Perturbation Theory for the Definite Generalized Eigenvalue Problem I have become confused on some basic questions concerning the perturbation theory of the generalized eigenvalue problem. I am likely missing something simple, but I have a couple of questions about the literature on this subject.

Consider the generalized eigenvalue problem $Ax = \lambda Bx$ for $n$-square Hermitian matrices $A$ and $B$. The Crawford number is defined to be
$$
c(A,B) := \inf_{x\in \mathbb{C}^n, \|x\|_2=1} |x^*(A+iB)x|.
$$
Assume $c(A,B) > 0$, which ensures that there exists $Q$ such that $Q^*AQ$ and $Q^*BQ$ are simultaneous diagonalized, the generalized eigenvalues $\lambda$ being the ratio of these diagonal entries.
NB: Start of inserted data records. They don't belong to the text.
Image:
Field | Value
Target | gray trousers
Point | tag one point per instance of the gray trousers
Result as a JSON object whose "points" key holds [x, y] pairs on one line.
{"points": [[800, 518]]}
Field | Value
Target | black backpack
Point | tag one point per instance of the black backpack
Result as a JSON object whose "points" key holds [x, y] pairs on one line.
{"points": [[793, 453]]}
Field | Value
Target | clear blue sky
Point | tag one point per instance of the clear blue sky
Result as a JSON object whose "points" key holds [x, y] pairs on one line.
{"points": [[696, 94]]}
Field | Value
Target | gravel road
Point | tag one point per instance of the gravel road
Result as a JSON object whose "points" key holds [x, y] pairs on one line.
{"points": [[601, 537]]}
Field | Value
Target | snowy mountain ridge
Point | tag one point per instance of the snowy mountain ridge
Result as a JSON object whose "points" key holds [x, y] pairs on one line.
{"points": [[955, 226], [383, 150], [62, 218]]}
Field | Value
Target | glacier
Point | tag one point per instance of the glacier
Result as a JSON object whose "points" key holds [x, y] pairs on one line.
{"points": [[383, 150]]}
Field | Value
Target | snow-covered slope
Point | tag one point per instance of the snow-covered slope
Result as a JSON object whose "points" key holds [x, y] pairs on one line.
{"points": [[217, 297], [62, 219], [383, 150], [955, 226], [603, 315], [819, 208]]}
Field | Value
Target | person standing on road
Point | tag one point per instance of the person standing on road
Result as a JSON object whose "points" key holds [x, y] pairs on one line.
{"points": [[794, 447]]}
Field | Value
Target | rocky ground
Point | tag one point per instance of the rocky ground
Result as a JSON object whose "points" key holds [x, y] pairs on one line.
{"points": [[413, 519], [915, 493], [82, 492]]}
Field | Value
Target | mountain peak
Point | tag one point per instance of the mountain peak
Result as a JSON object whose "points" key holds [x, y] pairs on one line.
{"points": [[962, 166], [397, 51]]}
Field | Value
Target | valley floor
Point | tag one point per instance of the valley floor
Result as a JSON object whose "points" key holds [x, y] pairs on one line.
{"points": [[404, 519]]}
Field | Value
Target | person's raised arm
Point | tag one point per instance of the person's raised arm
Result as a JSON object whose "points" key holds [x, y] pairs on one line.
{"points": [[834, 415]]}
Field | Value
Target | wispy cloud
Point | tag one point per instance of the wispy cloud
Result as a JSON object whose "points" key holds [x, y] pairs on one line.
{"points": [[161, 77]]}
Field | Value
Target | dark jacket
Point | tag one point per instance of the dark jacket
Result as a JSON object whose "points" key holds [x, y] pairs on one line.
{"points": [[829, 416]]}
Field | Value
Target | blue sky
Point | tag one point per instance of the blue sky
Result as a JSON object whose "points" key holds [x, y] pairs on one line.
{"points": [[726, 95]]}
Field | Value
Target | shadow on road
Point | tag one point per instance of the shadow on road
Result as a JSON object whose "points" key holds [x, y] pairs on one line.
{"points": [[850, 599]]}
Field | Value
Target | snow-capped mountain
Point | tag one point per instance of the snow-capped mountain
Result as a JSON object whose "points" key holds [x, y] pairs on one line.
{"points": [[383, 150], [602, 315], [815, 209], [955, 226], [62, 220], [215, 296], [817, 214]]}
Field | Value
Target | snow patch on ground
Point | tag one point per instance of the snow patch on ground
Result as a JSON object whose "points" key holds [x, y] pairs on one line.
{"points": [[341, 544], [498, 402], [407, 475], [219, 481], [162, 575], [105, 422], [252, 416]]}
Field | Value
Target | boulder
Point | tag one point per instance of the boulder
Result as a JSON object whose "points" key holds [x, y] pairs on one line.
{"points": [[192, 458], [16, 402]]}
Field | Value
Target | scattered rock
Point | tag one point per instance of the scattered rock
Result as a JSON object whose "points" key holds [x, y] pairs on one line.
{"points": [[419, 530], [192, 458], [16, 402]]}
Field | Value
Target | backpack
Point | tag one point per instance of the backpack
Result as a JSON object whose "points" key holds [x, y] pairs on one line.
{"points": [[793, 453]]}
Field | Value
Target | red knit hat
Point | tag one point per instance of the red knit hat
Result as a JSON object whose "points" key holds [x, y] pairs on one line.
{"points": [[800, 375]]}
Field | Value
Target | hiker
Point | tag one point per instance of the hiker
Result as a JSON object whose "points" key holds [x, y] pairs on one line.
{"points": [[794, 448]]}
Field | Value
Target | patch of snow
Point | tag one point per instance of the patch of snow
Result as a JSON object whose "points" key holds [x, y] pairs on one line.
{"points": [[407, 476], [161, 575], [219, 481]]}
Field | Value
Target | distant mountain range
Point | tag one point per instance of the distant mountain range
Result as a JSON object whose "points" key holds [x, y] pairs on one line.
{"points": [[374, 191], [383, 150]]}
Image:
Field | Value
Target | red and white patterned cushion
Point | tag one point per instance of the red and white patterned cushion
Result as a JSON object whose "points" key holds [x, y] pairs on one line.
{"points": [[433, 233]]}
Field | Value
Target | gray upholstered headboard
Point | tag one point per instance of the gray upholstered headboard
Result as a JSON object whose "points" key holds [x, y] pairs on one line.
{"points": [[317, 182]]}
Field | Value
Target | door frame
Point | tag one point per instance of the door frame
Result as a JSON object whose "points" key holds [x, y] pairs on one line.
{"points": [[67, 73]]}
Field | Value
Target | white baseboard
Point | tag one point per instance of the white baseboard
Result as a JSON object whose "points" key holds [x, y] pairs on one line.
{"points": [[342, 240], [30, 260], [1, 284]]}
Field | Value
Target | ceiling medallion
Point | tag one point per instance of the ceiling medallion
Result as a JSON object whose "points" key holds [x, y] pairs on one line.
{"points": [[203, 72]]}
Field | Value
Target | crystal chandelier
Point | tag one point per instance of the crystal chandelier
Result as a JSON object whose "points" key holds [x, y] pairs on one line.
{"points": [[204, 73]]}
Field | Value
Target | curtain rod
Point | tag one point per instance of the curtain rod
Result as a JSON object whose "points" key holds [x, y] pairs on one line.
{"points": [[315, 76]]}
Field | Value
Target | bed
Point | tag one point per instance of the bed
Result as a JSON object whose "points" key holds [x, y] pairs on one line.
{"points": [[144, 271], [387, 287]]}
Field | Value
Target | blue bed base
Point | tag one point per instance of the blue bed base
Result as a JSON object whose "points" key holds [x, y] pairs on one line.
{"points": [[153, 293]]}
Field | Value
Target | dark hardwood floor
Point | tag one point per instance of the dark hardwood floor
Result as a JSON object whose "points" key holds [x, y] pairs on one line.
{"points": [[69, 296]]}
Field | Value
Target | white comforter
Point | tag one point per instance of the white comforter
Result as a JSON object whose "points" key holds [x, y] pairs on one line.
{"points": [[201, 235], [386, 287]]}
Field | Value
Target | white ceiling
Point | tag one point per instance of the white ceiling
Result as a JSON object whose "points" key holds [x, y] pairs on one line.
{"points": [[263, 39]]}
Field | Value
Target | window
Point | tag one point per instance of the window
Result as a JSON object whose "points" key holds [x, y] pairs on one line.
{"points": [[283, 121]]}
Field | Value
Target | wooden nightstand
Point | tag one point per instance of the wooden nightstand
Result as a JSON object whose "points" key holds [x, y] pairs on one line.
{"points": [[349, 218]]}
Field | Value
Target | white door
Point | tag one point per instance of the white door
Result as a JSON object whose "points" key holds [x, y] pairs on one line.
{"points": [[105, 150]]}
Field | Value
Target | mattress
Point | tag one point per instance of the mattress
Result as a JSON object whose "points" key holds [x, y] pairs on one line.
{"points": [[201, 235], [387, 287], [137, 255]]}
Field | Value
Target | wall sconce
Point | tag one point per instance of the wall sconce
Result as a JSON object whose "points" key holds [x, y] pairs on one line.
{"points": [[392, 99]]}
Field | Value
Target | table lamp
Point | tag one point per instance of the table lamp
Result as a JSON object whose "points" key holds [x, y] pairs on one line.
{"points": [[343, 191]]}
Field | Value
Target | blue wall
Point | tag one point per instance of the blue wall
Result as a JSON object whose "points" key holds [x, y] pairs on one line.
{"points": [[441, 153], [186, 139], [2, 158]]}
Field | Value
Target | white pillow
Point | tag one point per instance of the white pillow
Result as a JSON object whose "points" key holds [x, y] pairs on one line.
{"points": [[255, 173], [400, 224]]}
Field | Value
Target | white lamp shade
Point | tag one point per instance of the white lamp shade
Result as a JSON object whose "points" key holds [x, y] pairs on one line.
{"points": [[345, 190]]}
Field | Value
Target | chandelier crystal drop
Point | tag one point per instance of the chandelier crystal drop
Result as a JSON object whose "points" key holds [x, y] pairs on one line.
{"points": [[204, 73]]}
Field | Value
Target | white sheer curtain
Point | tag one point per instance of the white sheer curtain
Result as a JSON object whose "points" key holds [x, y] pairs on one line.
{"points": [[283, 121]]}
For each generalized eigenvalue $\lambda_i$ with eigenvector $q_i$, the associated angle is defined to be the angle between a fixed ray and the complex number $\theta_i = q_i^*Aq_i + iq_i^*Bq_i$.
I am interested in perturbed versions of this problem, namely $(A+E)x = \lambda (B+F)x$ where $\|E\|_{\rm op}^2 + \|F\|_{\rm op}^2 =: \epsilon < c(A,B)$. Here, $\|E\|_{\rm op}$ is the spectral (operator 2-) norm. Stewart (1979, Theorem 3.2) derives the result
$$
|\theta_i - \tilde{\theta}_i|\le \arcsin\left( \frac{\epsilon}{c(A,B)} \right) =: \mathrm{RHS}_1.
$$
Here, $\tilde{\theta}_i$ are the angles associated with the eigenvalues of the perturbed problem. In Golub and Van Loan (2012, Theorem 8.7.3), they cite Stewart (1979) as saying
$$
| \arctan(\lambda_i) - \arctan(\tilde{\lambda_i})| \le \arctan\left( \frac{\epsilon}{c(A,B)} \right) =: \mathrm{RHS}_3.
$$
I believe it's the case that $| \arctan(\lambda_i) - \arctan(\tilde{\lambda_i})| = |\theta_i - \tilde{\theta}_i|$, which would make the result of Golub and Van Loan (2012) a strict strengthening of the result from Stewart (1979) since $\mathrm{RHS}_3 \le \mathrm{RHS}_1$.
In deriving his result, Stewart reduces his problem to an elementary question of geometry. By my reading, this problem is as follows: given a circle $C_1$ with radius $c(A,B)$ and another circle $C_2$ centered at a point on $C_1$ with radius $\epsilon$, what is the angle of the arc between the center of $C_2$ and an intersection point of $C_1$ and $C_2$. Stewart states the solution of this problem is $\mathrm{RHS}_1$, but my derivation is that the solution to this problem is actually $\mathrm{RHS}_2 := 2\arcsin(\epsilon/(2c(A,B))$.
For the relevent region $0 < \epsilon < c(A,B)$, $\mathrm{RHS}_1 \ge \mathrm{RHS}_2 \ge \mathrm{RHS}_3$. Here are my two questions:

*

*Am I correct that Stewart (1979)'s analysis actually leads to the stronger bound $\mathrm{RHS}_2$ for the left-hand side?

*Is the bound $\mathrm{RHS}_3$ correct, and if so, where is a correct proof? Is it contained in Stewart (1979)?

Any references would be great. I am aware the monograph by Stewart and Sun contains a discussion of this problem, but I do not have access to a copy of this book right now.
 A: After some more contemplation and reading, I have gone a long way towards answering my own question.
My purported improved bound $\mathrm{RHS}_2$ is incorrect (at least for the reasons I believed it) because I misinterpreted the geometry problem. The problem is actually

Given a circle $C_1$ with radius $c(A,B)$ and another circle $C_2$ centered at a point on $C_1$ with radius $\epsilon$, what is the maximum angle between the center of $C_2$, the center of $C_1$, and a point on $C_2$.

In this case, the maximizer is when the triangle described by this angle is a right triangle with hypotenuse $c(A,B)$ and opposite leg $\epsilon$. This gives the bound $\mathrm{RHS}_1 = \arcsin(\epsilon/c(A,B))$ as claimed by Stewart.
Now having gotten my hands on Matrix Perturbation Theory and done more reading, I have not seen the $\mathrm{RHS}_3$ bound anywhere in the literature except for Golub and Van Loan, which cite Stewart 1979 for a proof which (unless I'm really missing something) it does not contain.
I am now reasonably convinced $\mathrm{RHS}_1$ is the best possible bound for this problem of this flavor only depending on $\epsilon$ and $c(A,B)$. (There are certainly stronger bounds, such as those by Sun (1982) and Mathias and Li (2004), but they use different parameters than $\epsilon$ and $c(A,B)$.)